Not only can I display data, it also has a lot of built-in functions to run calculations, such as descriptive stats. I can also plot data using pandas methods.
seaborn
I’ve mentioned Seaborn previously. I like how it offers an easy way to generate common statistical plots. It’s effectively a front end to the popular Matplotlib library. While the latter is useful, it can be a pain to set up the plot you want. In Seaborn, it’s mainly a matter of choosing the kind of plot I want and setting an x-axis and a y-axis.

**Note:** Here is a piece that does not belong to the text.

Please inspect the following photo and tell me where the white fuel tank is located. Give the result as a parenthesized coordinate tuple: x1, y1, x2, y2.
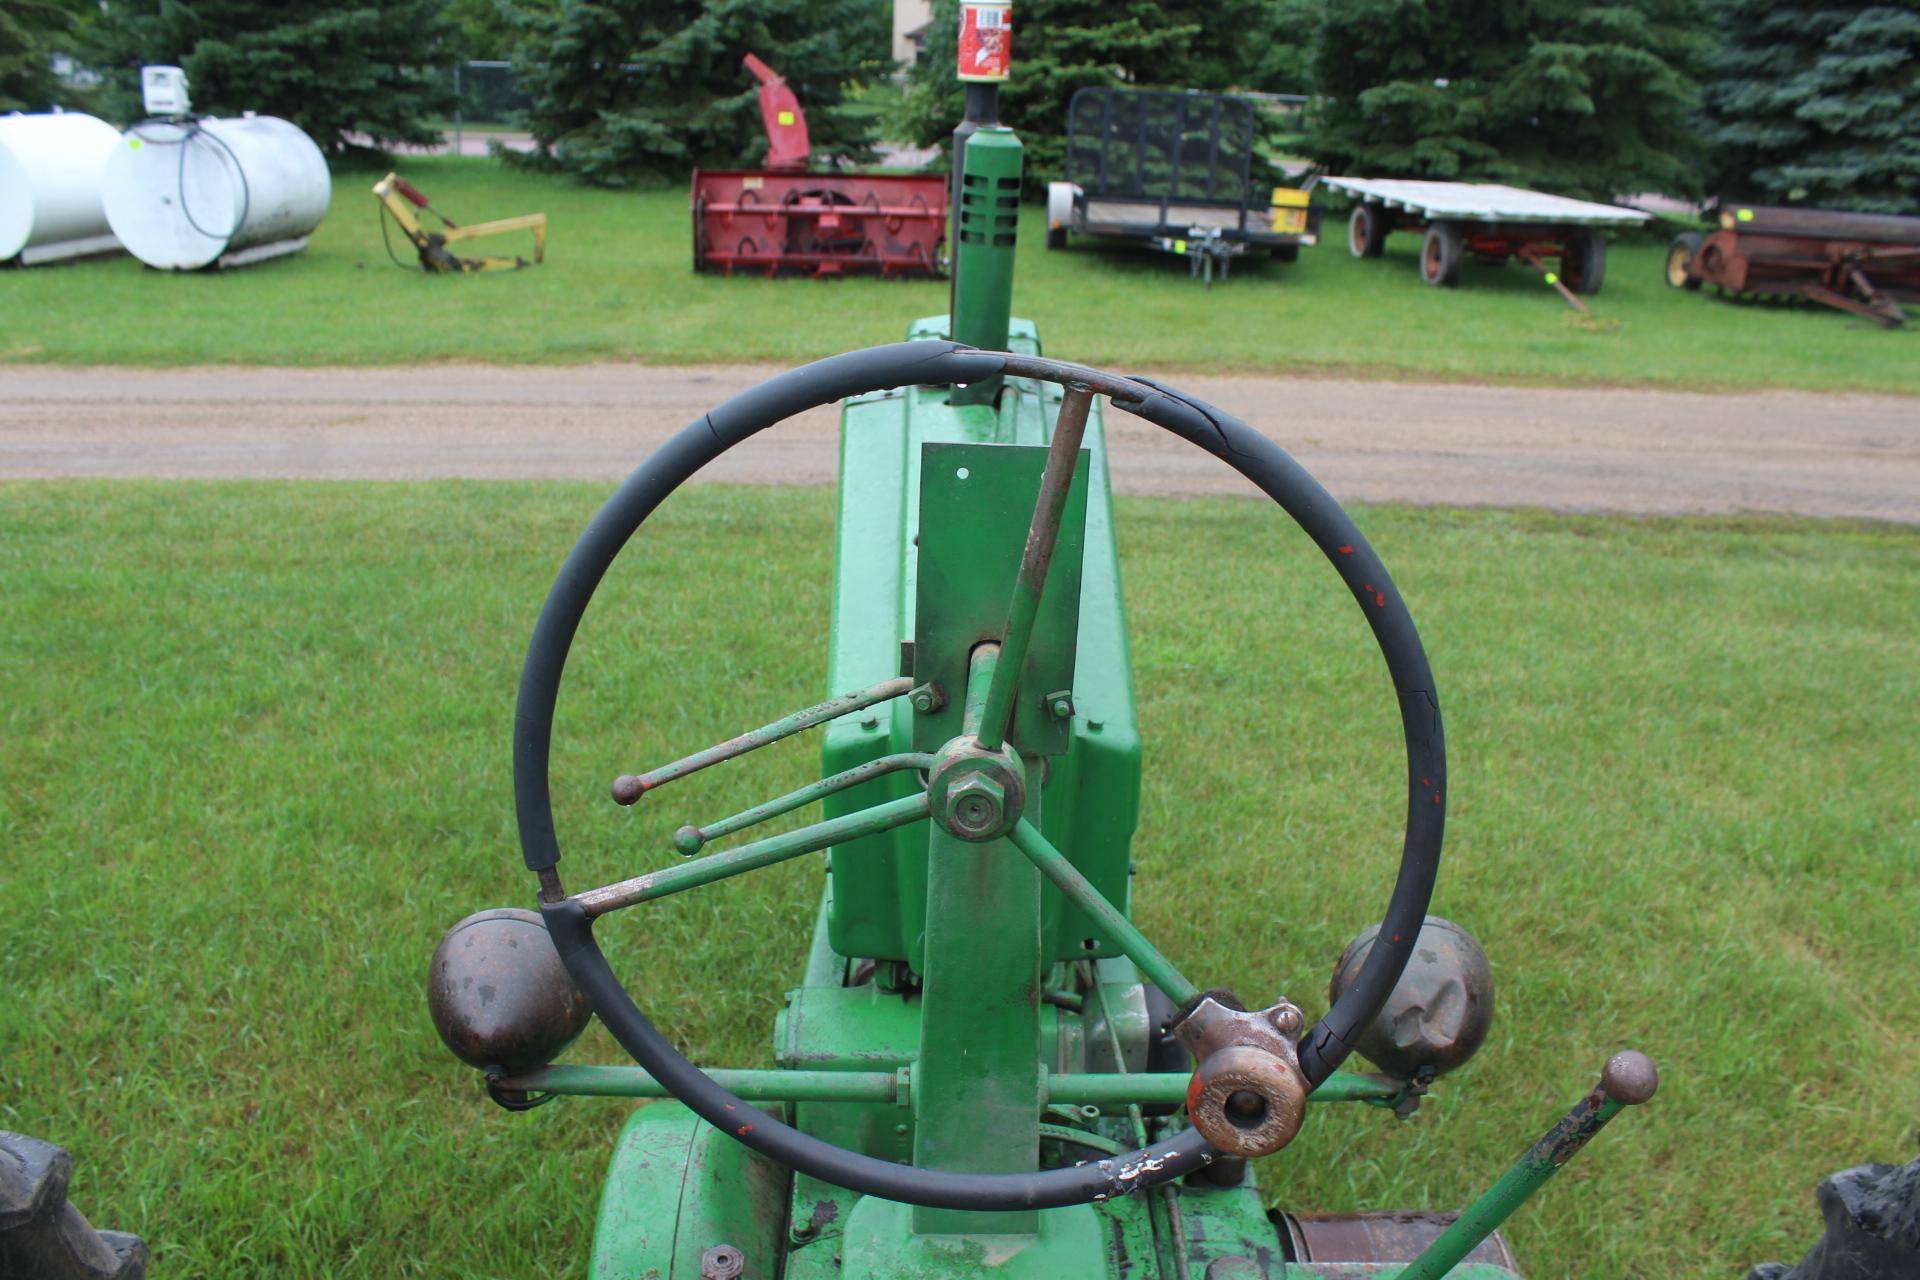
(0, 111, 125, 265)
(101, 114, 330, 270)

For example, to obtain a regression with a scatterplot of the built-in restaurant tips database of the tip vs the total bill:
import seaborn as sns
sns.set_theme()
tips = sns.load_dataset('tips')
sns.regplot(x='total_bill',y='tip',data=tips)
Pingouin
Pingouin is a useful library for obtaining the results of statistical tests in a user-friendly way. To see the actual numbers behind that regression plot earlier, I can use pingouin’s linear_regression method:
import pingouin as pg
pg.linear_regression(tips['total_bill'],tips['tip'])
There are other common tests, such as Student’s t-test and Chi-square.
statsmodels
statsmodels is an older library that, as the name suggests, is mainly for statistical tests. Its main attraction is linear regression. Its results are also cross-checked against other statistical programs like R. This makes it useful if you want to make sure your results are valid. Speaking of R, it also supports R-like formulas. I’ll demonstrate this with another version of the regression analysis of the tips dataset:
import statsmodels.formula.api as smf
results = smf.ols('tip ~ total_bill',data=tips).fit()
results.summary()
These libraries and tools make analyzing data easier and even more fun. These will likely follow me to my next machine.